Iron content measurement using ICP-MS

Overnight cultures of V. cholerae strains were 1:100 sub-cultured into 250 ml fresh M9 medium, containing 0.2% casein acid hydrolysate as sole carbon source, and grown at 37°C and 200 rpm until OD₆₀₀ reached around 0.4. Then, 0.5 mM IPTG and 0.02% arabinose were added to induce the expression of V. cholerae cbs and dps, respectively. After 4 hrs’ incubation at 30°C and 200 rpm, an aliquot (1 ml) from each culture were taken for enumeration of bacterial cells, while the rest of cells were collected by high-speed centrifugation and stored immediately at -80°C. Three biological replicates were set for each strain.

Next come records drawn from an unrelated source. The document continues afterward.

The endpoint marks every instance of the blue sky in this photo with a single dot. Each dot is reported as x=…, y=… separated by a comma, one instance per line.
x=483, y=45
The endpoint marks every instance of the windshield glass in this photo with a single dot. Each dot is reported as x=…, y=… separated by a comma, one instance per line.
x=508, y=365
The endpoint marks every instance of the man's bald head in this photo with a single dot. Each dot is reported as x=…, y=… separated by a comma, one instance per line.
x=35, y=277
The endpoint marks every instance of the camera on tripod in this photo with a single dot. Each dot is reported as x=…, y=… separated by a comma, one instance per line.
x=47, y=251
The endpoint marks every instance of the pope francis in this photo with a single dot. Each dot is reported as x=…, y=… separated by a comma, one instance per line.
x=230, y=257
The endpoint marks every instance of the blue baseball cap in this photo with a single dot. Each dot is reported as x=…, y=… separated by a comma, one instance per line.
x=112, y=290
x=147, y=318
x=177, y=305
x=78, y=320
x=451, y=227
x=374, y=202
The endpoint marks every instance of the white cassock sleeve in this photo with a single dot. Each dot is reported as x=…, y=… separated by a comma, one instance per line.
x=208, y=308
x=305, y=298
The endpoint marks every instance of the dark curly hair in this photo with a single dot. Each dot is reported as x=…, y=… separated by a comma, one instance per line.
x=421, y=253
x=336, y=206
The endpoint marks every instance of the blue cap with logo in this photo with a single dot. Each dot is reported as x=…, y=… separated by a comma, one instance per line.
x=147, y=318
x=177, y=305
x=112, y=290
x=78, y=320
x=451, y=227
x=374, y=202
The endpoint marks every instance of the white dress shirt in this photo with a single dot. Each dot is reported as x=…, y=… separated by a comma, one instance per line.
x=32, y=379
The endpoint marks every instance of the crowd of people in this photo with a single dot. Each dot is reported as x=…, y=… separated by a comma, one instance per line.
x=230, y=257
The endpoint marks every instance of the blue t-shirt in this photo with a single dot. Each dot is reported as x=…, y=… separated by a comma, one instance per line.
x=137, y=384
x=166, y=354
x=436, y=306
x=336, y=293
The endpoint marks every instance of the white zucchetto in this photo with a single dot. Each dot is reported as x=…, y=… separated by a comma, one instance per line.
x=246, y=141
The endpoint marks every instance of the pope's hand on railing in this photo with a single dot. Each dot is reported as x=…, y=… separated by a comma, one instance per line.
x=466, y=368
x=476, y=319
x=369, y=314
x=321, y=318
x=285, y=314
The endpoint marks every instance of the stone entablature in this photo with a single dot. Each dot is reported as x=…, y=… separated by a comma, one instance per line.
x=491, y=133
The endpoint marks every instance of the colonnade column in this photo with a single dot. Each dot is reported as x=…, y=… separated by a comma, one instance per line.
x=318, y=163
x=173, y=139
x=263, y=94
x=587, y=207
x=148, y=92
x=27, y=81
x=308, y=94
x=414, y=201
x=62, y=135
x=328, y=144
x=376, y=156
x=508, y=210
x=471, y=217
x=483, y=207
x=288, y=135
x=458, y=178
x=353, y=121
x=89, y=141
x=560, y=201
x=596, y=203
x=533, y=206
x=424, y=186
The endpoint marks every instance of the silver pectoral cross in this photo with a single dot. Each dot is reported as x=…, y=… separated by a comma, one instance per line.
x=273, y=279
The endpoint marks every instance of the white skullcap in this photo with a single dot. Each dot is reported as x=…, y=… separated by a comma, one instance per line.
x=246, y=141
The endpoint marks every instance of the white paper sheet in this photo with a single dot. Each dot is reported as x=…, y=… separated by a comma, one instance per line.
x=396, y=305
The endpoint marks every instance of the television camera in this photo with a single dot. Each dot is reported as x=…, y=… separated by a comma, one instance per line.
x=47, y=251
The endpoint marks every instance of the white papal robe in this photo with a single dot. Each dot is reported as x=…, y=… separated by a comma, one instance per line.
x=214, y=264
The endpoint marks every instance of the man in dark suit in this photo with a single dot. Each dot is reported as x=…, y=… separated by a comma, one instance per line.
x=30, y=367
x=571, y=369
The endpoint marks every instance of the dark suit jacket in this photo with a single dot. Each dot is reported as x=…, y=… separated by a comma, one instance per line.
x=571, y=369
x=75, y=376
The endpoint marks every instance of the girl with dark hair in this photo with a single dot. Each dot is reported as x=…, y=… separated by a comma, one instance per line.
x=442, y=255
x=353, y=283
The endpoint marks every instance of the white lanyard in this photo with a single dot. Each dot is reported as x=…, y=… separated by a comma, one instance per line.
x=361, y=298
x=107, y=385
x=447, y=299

Bacterial cell pellets were frozen, freeze-dried, and homogenized. Samples (~0.1 g) were weighed into polytetrafluoroethylene vessels, with 6 ml of HNO₃ and 2 ml of 30% H₂O₂, for microwave digestion at 185°C, using the ETHOS E microwave digestion system (Milestone, Italy). The digestion solutions were filtered through quantitative filter papers and quantitatively adjusted to 10 ml with ultrapure water. The iron content in samples was measured by ICP-MS analysis of ⁵⁷Fe (Perkin-Elmer, ELAN DRC-e, USA), and normalized with cell numbers.